Venâncio Mondlane, candidato à presidência nas eleições de 9 de outubro de 2024, em Moçambique. Mondlane foi uma figura central nos protestos controversos que abalaram o país e, de fato, continuam a ressoar até hoje. O objetivo dessa revolta popular era exigir a verdade eleitoral, após alegações generalizadas de fraude durante o processo. Venâncio Mondlane esteve fora do país devido à alegada perseguição política, mas recentemente retornou.

NÁDIA:
Olá, bem-vindo ao nosso segmento especial de entrevistas. Hoje, o nosso convidado é Venâncio Mondlane, candidato à presidência nas eleições de 9 de outubro de 2024, em Moçambique. Mondlane foi uma figura central nos protestos controversos que abalaram o país e, de fato, continuam a ressoar até hoje. O objetivo dessa revolta popular era exigir a verdade eleitoral, após alegações generalizadas de fraude durante o processo. Venâncio Mondlane esteve fora do país devido à alegada perseguição política, mas recentemente retornou.

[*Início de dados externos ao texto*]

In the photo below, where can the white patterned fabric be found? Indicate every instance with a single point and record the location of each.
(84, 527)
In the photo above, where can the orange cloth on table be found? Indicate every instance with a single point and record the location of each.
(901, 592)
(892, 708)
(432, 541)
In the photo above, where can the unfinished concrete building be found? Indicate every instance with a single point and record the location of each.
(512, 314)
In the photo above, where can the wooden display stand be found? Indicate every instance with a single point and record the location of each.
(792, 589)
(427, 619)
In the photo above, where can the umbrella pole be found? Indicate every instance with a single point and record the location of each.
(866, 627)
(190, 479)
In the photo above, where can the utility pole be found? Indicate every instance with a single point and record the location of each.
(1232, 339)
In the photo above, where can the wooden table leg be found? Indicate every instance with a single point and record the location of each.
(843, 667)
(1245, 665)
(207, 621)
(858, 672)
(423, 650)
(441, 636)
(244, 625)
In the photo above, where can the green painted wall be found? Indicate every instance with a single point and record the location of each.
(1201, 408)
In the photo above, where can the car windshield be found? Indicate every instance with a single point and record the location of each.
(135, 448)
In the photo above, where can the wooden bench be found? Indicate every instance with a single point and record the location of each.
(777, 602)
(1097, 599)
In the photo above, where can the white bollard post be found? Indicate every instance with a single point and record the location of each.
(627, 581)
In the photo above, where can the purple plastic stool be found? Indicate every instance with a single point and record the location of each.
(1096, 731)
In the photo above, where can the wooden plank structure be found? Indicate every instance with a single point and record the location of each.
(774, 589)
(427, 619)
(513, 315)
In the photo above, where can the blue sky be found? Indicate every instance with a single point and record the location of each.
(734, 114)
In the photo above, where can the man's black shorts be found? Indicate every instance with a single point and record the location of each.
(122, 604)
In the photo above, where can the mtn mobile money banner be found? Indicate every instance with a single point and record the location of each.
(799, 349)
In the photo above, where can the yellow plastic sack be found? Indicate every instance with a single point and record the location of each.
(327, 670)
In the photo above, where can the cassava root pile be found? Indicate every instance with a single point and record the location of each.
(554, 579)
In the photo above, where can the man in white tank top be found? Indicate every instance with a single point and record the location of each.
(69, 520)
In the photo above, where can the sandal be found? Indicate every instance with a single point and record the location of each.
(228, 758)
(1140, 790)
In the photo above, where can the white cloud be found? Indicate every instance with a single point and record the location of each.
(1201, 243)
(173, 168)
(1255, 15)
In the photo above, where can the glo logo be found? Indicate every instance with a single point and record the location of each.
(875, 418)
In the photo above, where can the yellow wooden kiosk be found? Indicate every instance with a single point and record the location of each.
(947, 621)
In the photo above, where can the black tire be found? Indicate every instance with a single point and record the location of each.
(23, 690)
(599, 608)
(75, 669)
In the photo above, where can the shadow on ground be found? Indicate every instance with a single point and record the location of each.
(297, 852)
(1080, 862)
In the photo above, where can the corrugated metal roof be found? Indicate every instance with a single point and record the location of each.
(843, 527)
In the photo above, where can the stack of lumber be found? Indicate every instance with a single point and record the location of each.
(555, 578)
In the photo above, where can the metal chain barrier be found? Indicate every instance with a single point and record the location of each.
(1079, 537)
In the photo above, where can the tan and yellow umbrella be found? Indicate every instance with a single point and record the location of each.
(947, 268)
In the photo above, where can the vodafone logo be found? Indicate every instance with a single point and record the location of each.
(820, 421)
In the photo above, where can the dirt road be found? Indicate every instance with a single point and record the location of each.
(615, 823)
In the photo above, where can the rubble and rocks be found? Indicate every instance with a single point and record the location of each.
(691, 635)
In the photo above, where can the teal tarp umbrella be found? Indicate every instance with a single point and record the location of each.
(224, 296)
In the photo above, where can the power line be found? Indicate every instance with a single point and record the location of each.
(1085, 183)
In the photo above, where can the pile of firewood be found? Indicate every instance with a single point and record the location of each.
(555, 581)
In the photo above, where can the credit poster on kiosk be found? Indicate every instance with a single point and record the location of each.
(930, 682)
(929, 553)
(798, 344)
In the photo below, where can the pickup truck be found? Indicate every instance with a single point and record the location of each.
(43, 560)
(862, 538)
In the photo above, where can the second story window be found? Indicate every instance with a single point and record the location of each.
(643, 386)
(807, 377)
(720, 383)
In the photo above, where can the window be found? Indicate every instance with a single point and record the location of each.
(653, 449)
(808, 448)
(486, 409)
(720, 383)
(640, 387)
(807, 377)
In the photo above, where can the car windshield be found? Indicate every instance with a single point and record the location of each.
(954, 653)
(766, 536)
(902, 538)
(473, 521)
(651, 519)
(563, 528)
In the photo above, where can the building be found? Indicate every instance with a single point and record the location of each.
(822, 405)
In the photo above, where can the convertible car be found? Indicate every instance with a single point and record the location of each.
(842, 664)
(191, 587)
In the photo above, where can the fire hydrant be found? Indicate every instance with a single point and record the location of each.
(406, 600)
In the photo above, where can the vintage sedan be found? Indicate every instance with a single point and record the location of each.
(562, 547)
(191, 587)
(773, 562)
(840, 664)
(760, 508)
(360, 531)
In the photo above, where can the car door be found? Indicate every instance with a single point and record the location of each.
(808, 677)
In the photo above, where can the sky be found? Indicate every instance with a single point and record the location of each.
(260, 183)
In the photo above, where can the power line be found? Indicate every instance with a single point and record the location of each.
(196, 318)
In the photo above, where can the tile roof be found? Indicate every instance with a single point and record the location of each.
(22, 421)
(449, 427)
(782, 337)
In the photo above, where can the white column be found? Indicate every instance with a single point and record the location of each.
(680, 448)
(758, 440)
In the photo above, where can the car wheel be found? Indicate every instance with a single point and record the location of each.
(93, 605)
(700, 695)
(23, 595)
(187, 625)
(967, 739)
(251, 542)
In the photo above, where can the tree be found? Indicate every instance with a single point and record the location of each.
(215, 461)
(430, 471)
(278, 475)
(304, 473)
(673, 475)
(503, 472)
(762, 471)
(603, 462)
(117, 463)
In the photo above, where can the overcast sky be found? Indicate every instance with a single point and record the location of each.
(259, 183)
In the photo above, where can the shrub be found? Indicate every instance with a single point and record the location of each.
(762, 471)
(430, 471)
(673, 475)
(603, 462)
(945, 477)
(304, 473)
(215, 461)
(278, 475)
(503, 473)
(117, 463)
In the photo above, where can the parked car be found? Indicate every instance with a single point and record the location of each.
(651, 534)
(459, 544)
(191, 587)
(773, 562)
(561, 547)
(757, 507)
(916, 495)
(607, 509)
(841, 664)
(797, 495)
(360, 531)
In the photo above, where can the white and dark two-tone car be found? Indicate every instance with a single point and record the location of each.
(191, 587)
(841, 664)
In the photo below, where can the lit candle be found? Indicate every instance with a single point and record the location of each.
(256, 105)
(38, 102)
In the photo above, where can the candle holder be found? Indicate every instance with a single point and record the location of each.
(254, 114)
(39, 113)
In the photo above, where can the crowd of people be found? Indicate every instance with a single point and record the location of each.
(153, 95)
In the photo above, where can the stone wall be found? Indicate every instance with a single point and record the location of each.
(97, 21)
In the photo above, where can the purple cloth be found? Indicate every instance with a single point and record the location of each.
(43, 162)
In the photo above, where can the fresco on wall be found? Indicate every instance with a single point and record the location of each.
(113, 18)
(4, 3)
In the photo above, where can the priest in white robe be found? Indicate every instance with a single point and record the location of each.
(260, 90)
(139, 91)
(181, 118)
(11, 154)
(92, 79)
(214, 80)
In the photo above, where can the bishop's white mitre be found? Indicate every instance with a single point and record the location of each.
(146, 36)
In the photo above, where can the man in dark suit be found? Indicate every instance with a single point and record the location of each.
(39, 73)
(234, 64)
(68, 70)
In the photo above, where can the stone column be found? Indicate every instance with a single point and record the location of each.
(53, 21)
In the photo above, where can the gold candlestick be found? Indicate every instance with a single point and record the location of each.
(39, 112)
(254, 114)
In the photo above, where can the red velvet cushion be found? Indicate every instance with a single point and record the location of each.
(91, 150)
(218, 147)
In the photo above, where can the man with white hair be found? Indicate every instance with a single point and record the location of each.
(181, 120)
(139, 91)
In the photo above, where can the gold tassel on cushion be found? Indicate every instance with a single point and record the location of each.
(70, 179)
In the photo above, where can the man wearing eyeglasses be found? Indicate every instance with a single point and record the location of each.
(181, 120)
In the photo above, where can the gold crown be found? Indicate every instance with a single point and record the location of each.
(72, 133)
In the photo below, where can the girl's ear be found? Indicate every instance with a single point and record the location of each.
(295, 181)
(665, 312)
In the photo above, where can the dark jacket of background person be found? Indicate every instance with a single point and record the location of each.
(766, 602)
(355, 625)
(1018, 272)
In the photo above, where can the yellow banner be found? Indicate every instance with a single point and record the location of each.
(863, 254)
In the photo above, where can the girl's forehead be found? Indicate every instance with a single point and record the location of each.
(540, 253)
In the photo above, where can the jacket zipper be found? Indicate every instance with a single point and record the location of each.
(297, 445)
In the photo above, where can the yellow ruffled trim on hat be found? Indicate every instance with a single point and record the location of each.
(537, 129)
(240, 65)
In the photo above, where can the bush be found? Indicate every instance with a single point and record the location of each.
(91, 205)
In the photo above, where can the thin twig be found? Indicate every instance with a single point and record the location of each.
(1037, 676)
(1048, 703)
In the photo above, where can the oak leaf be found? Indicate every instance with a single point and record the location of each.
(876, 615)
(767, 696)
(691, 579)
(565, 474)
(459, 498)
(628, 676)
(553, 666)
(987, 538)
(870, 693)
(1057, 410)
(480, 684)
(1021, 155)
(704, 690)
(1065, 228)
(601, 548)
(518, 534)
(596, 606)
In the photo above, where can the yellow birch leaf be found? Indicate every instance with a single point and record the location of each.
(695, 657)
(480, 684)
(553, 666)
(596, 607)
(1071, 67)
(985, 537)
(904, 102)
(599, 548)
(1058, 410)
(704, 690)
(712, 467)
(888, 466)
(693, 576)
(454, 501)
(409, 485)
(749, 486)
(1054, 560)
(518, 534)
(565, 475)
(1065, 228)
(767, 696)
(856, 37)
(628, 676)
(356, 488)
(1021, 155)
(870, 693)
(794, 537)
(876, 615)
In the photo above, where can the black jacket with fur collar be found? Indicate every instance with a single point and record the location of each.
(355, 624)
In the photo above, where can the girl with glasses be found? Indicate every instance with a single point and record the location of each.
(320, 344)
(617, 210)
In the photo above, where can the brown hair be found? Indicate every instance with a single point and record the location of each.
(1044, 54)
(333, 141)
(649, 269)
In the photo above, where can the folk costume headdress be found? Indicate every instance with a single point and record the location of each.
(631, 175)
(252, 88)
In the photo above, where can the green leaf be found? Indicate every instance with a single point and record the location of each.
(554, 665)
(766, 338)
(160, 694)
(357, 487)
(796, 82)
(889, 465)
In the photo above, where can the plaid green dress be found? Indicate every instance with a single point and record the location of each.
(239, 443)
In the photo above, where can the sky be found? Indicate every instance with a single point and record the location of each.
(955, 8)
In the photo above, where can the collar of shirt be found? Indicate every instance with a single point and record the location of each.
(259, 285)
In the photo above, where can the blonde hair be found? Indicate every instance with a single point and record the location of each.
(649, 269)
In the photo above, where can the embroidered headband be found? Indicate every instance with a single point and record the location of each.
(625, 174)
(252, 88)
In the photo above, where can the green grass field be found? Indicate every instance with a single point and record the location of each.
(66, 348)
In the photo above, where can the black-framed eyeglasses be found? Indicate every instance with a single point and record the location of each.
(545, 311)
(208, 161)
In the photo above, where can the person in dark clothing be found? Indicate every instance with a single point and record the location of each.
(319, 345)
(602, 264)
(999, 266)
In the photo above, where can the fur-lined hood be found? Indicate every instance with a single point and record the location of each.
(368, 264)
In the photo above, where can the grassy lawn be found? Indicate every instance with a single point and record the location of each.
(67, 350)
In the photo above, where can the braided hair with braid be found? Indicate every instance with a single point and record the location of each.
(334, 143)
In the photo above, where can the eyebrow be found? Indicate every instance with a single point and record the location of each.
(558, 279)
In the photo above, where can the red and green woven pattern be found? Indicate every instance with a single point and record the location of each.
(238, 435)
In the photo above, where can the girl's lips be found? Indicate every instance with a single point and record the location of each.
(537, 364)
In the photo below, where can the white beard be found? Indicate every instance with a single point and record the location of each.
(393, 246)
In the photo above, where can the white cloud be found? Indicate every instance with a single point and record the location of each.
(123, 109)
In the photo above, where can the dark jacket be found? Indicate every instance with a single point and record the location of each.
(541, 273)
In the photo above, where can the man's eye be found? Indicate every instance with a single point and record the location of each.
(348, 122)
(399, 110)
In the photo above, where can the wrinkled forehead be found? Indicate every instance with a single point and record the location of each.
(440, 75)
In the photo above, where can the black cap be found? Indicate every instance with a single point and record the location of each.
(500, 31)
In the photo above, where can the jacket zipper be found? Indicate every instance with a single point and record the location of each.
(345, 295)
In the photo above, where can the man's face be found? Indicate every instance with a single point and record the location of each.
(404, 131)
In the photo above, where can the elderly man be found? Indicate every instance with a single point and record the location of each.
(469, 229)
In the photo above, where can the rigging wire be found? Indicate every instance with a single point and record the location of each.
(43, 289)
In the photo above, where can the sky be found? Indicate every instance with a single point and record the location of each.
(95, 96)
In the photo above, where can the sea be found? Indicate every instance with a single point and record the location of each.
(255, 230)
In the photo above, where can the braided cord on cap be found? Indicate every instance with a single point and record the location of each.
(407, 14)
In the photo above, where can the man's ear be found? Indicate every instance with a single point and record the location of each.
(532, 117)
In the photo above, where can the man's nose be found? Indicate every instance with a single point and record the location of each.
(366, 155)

Hoje, vamos discutir a crise em curso em Moçambique com ele. Olá e muito obrigada por aceitar o nosso convite.

VENÂNCIO:
Olá, Nádia. Agradeço por proporcionar esta plataforma para uma discussão tão importante.

NÁDIA:
Obrigada. O Conselho Constitucional, apesar da pressão pública, proclamou o seu opositor, Daniel Chapo, como vencedor nas últimas eleições. Venâncio Mondlane, você se sente derrotado após sua luta intensa para restaurar a verdade eleitoral?

VENÂNCIO:
De forma alguma. É importante considerar duas coisas. A Frelimo (o partido no poder) venceu através de fraude – manipulação, engano, uso de força policial, além de outras formas de violência, nas quais a Frelimo é mestre. Isso não é novidade, e não deve ser o parâmetro pelo qual vamos avaliar se nossa luta foi bem-sucedida ou não. A Frelimo tem usado essas táticas nos últimos 30 anos.

O que precisamos avaliar é se nossos esforços valeram a pena. O primeiro ganho significativo para a sociedade moçambicana foi a conscientização. As pessoas agora entendem que o direito de protestar, a busca pela verdade e justiça não são luxos - são direitos constitucionais fundamentais. Essa conscientização é crucial e fundamental. Como muitas pessoas dizem, "nossos olhos foram abertos." Do ponto de vista cívico, isso é uma conquista notável porque seu impacto será sentido não apenas hoje, mas também pelas futuras gerações.

A segunda grande vitória, na minha opinião, foi a exposição nacional e internacional dos esquemas fraudulentos da Frelimo, como nunca antes visto. Isso é evidente, por exemplo, na forma como a missão de observação eleitoral da União Europeia – uma das mais proeminentes – continua a expressar dúvidas sobre a lisura do processo. No passado, as missões de observação já teriam emitido declarações endossando os resultados até agora.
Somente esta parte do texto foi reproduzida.